# C&OC Code 250 rail



## pinewoods (Jan 20, 2009)

I have a bunch of C&OC code 250 aluminum rail that I had hand-laid on wood ties. I am tired of resetting the spikes every spring. Sunset Valley and Llagas tie strips don't fit although the Llagas strips can be forced on with some sanding of the rail base. Does any know if the Micro Engineering strips would fit?

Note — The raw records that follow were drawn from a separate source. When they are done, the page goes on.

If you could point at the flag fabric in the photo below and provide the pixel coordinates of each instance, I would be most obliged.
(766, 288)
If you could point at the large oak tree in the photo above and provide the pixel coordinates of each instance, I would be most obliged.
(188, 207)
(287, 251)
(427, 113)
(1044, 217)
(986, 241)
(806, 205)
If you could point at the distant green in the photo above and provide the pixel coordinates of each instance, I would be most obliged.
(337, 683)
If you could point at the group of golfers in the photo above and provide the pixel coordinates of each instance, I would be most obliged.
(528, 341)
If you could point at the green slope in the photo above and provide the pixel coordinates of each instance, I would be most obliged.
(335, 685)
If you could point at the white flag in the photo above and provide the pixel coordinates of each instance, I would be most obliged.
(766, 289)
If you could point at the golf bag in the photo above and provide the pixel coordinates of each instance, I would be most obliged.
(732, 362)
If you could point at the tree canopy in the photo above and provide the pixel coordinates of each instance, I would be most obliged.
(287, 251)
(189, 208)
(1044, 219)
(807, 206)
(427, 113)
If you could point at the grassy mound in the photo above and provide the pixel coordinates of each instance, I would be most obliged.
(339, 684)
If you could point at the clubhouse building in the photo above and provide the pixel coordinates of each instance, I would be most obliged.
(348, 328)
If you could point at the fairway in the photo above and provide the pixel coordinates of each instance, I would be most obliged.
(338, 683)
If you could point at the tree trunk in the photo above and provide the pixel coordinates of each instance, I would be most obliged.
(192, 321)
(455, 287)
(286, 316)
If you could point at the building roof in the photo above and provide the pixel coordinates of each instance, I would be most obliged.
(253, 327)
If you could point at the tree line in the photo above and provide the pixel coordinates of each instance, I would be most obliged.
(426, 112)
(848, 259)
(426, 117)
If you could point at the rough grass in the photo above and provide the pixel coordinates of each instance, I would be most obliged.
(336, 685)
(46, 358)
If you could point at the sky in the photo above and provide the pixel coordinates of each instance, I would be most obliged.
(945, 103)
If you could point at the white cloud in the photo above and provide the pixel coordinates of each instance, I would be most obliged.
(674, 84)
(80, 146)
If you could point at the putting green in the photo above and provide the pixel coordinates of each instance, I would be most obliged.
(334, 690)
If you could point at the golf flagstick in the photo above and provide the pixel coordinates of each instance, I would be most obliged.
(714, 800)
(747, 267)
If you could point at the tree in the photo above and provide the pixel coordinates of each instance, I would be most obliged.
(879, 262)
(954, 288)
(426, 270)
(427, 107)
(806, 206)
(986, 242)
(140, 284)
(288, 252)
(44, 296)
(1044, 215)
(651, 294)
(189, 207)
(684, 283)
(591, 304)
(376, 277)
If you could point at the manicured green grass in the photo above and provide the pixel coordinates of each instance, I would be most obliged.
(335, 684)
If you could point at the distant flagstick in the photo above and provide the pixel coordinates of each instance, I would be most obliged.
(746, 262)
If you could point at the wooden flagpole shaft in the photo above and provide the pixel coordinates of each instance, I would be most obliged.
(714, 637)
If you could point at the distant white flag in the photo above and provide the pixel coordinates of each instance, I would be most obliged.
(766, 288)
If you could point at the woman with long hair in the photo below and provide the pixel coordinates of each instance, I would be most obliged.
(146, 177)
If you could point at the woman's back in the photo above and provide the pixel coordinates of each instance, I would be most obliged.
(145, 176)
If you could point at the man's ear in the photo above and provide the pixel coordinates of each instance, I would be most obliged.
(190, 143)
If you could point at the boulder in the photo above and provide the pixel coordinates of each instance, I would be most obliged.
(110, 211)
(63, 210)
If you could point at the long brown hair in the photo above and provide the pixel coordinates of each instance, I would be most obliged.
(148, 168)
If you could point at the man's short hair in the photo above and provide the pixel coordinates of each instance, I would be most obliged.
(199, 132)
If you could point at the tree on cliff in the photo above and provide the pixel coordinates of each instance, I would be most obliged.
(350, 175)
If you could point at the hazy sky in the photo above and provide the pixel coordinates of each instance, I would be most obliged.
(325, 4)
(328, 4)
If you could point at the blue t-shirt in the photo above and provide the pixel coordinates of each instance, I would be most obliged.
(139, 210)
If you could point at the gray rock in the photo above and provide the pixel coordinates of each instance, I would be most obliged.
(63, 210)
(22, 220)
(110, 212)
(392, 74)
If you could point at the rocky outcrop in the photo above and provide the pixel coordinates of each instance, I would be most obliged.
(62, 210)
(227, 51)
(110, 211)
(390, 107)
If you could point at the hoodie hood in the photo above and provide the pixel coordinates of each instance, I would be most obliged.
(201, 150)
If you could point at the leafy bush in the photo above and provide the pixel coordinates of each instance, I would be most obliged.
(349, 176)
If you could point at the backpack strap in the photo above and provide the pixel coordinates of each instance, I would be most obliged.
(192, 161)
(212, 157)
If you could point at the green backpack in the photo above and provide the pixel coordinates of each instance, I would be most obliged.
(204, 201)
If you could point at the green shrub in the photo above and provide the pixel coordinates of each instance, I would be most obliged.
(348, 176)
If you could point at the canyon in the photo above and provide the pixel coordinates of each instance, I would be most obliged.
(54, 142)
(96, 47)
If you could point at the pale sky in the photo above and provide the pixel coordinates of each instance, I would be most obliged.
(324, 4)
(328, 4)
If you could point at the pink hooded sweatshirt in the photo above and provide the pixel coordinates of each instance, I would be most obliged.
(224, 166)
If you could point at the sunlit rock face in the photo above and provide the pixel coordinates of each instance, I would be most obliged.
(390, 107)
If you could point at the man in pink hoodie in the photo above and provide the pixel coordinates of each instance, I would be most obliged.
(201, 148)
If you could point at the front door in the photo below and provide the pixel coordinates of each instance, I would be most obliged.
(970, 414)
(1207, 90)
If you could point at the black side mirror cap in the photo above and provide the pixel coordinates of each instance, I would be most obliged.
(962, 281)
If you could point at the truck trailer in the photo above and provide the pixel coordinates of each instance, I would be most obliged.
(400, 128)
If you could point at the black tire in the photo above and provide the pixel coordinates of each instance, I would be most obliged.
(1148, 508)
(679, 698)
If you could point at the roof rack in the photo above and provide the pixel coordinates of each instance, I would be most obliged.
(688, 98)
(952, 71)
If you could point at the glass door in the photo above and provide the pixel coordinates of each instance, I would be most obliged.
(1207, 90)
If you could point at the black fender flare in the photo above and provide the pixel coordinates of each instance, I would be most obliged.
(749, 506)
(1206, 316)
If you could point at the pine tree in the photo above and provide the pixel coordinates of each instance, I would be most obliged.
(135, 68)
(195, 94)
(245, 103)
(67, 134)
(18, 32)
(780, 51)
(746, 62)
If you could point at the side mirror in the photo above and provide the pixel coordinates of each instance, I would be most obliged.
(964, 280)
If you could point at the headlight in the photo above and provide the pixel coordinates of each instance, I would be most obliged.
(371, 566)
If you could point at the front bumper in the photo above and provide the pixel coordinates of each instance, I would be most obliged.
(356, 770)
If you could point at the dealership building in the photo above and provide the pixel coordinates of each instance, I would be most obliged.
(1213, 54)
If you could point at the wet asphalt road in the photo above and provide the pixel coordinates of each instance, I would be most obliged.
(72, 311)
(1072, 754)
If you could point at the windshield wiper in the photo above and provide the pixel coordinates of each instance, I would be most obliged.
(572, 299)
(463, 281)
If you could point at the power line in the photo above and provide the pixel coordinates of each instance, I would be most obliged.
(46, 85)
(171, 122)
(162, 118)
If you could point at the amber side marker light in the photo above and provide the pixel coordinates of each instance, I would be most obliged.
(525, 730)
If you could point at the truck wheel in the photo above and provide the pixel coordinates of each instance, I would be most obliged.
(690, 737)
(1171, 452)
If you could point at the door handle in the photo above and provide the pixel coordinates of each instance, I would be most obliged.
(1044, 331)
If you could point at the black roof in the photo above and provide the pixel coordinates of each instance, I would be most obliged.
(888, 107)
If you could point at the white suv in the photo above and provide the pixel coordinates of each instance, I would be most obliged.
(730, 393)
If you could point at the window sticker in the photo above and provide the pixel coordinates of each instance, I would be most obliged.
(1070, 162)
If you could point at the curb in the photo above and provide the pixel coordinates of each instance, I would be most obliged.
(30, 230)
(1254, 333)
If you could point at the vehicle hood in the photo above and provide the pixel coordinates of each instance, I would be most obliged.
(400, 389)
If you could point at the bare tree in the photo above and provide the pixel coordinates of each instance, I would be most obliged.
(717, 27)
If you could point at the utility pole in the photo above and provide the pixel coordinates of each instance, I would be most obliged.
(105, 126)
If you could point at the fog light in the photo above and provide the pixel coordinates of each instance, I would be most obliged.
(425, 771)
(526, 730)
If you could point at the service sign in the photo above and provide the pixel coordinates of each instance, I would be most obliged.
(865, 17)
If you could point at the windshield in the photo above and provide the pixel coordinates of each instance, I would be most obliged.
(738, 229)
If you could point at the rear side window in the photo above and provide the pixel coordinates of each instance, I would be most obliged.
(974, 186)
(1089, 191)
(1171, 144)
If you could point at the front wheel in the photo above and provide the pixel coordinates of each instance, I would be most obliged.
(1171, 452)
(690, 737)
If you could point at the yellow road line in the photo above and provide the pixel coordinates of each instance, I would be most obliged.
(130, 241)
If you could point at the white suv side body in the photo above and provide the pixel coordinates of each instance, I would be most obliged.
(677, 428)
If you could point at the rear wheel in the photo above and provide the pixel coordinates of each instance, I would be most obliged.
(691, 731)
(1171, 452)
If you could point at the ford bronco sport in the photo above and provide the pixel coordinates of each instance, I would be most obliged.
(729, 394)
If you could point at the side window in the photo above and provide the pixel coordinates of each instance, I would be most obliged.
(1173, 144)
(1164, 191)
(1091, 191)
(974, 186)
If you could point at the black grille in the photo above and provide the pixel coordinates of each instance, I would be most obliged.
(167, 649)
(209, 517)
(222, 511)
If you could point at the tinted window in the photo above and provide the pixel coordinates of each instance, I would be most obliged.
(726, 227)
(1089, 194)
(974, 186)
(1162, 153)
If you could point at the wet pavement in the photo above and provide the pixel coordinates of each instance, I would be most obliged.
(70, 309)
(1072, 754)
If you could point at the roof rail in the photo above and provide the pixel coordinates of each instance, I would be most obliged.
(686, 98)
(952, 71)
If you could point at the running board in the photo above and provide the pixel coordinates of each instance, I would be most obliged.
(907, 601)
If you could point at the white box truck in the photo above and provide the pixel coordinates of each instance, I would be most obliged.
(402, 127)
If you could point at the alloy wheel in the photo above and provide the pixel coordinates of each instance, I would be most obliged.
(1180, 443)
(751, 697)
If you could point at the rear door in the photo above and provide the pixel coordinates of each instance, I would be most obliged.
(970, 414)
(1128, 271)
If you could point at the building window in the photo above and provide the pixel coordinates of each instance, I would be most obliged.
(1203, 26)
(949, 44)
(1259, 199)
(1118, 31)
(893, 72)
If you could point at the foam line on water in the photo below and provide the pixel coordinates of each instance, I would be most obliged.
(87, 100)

Base with of the C&OC is about 0.210. I know there are some threads here somewhere that discussed the widths of the bases of different rails but I could not find them.


----------



## Jerry Barnes (Jan 2, 2008)

YOu can probably get a sample from them. Base is not the only consideration, since the different code 250 rail can vary in the thickness of the base and the web. Accucraft has a code 250 also, so you could get a sample of their ties also.


----------



## Pete Thornton (Jan 2, 2008)

Llagas switched to a narrow base so the code 215 and code 250 ties and rail are compatible. 

I've heard the ME ties take the old rail. Check the Wanted ads for Noel's ad looking for code 215 bases. There was some comment there I think.


----------



## jimtyp (Jan 2, 2008)

Another option is Accucraft code 250 ties.


----------



## Gary Armitstead (Jan 2, 2008)

Sunset Valley aluminum code 250 base is 6mm wide. I used AMS (Accucraft) NG ties with this rail. Snug fit on the ties. If your rail is .210 that would be 5mm. I like the look of AMS NG. It definitely has a nice wide tie and looks better with NG locomotives and rolling stock. Get a sample of the AMS stuff and see how your 5mm rail fits.


----------